Reaction Pathways of Propenoyl Chloride (CH₂=CH-C(O)Cl) on Cu(100) and O/Cu(100)

Reflection-absorption infrared spectroscopy, X-ray photoelectron spectroscopy, and temperature-programmed reaction/desorption, with the aid of density-functional-theory calculations, have been employed to investigate the adsorption and multiple reaction routes of propenoyl chloride (CH2=CH-C(=O)Cl) on Cu(100) and oxygen-covered Cu(100) (O/Cu(100)).
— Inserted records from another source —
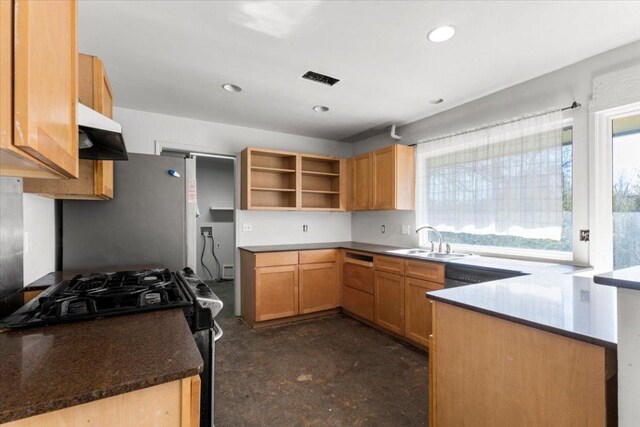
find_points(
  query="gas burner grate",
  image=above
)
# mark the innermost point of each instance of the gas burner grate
(94, 295)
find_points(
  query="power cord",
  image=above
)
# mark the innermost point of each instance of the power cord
(204, 247)
(213, 252)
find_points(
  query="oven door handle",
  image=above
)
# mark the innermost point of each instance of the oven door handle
(218, 331)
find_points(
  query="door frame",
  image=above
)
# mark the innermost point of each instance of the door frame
(601, 177)
(168, 145)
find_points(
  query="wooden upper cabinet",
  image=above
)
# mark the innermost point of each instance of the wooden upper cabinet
(283, 180)
(40, 79)
(361, 182)
(393, 178)
(383, 179)
(95, 178)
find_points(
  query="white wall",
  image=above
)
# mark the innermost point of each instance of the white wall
(281, 228)
(559, 88)
(141, 129)
(39, 224)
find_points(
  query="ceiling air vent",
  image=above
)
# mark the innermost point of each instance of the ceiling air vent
(320, 78)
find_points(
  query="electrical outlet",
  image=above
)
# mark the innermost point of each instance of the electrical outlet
(584, 235)
(27, 242)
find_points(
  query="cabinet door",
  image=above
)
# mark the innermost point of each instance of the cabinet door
(361, 183)
(358, 302)
(318, 287)
(276, 292)
(45, 83)
(417, 309)
(102, 103)
(103, 176)
(383, 163)
(358, 277)
(389, 298)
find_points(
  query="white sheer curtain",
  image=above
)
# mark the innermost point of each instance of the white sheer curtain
(505, 179)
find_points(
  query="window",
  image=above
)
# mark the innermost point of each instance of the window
(626, 191)
(507, 189)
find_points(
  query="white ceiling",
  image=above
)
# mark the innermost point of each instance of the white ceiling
(172, 56)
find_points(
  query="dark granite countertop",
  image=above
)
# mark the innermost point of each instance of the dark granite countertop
(626, 278)
(54, 367)
(547, 297)
(527, 267)
(357, 246)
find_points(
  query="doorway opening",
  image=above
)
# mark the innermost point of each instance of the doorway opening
(211, 184)
(215, 222)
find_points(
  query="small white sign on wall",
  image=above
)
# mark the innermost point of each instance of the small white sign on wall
(192, 192)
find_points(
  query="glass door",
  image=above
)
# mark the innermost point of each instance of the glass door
(625, 168)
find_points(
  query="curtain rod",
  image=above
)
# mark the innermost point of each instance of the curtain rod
(573, 106)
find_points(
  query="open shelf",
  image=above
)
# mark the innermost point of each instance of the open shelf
(274, 170)
(320, 192)
(320, 183)
(320, 201)
(320, 173)
(279, 180)
(272, 199)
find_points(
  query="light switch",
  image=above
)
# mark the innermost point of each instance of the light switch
(27, 242)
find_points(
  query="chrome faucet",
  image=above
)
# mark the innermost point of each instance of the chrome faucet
(440, 238)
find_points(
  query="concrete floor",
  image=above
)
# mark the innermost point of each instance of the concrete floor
(332, 371)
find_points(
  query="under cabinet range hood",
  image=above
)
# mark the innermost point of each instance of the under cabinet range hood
(100, 137)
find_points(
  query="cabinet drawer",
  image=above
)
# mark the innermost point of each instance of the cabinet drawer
(358, 277)
(312, 257)
(272, 259)
(430, 271)
(389, 264)
(358, 302)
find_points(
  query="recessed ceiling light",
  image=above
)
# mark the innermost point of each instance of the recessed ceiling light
(231, 87)
(441, 34)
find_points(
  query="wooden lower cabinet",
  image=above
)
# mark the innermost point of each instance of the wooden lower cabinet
(318, 286)
(358, 302)
(486, 371)
(276, 290)
(417, 309)
(389, 301)
(176, 403)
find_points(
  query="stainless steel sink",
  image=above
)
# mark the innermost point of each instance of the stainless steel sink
(424, 253)
(419, 252)
(443, 255)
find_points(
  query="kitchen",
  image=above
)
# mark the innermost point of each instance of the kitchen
(395, 223)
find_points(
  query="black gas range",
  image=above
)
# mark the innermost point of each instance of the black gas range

Upon adsorption of propenoyl chloride on O/Cu(100), nucleophilic attack at the C=O by adsorbed O occurs promptly at 100 K, forming adsorbed CH2=CH-COO (propenoate) and Cl. No other intermediates are generated from the reaction of the adsorbed CH2=CH-C(=O)Cl and O. On Cu(100), the theoretical study predicts that propenoyl chloride (trans or cis form) is adsorbed, with the terminal CH2 attaching to the surface. With respect to free CH2=CH-C(=O)Cl, the adsorbed trans molecule has a relatively larger elongation in the C-Cl bond, in contrast to the greater variations in the bond lengths of CH2=CH-C=O for the adsorbed cis molecule. Breakage of the C-Cl bond is found to be the first reaction step of propenoyl chloride on Cu(100), which can occur at 100 K. Following dechlorination, two surface species of CH2=CH-C(=O)- and -CH2-CH=C=O (acyl-and ketene-type intermediates) are produced. Formation of the -CH2-CH=C=O likely originated from the adsorption structure of propenoyl chloride, with close contact between the CH2 group and the surface. The -CH2-CH=C=O species further undergoes dimerization to form adsorbed 3-methylene-4-ethenylidene-oxetan-2-one, instead of a cyclobutane-1,3-dione. CH2=CH-C(=O), CH2-CH=C=O, and the oxetan-2-one dimer coexist on the surface at 200 K. Another species of CH2=CH-COO is also produced possibly from further reactions of CH2=CH-C(=O)- and the oxetan-2-one dimer at 300 K. Recombination of -CH2-CH=C=O to form the oxetan-2-one dimer is shown to be an electronic favorable process, without steric hindrance.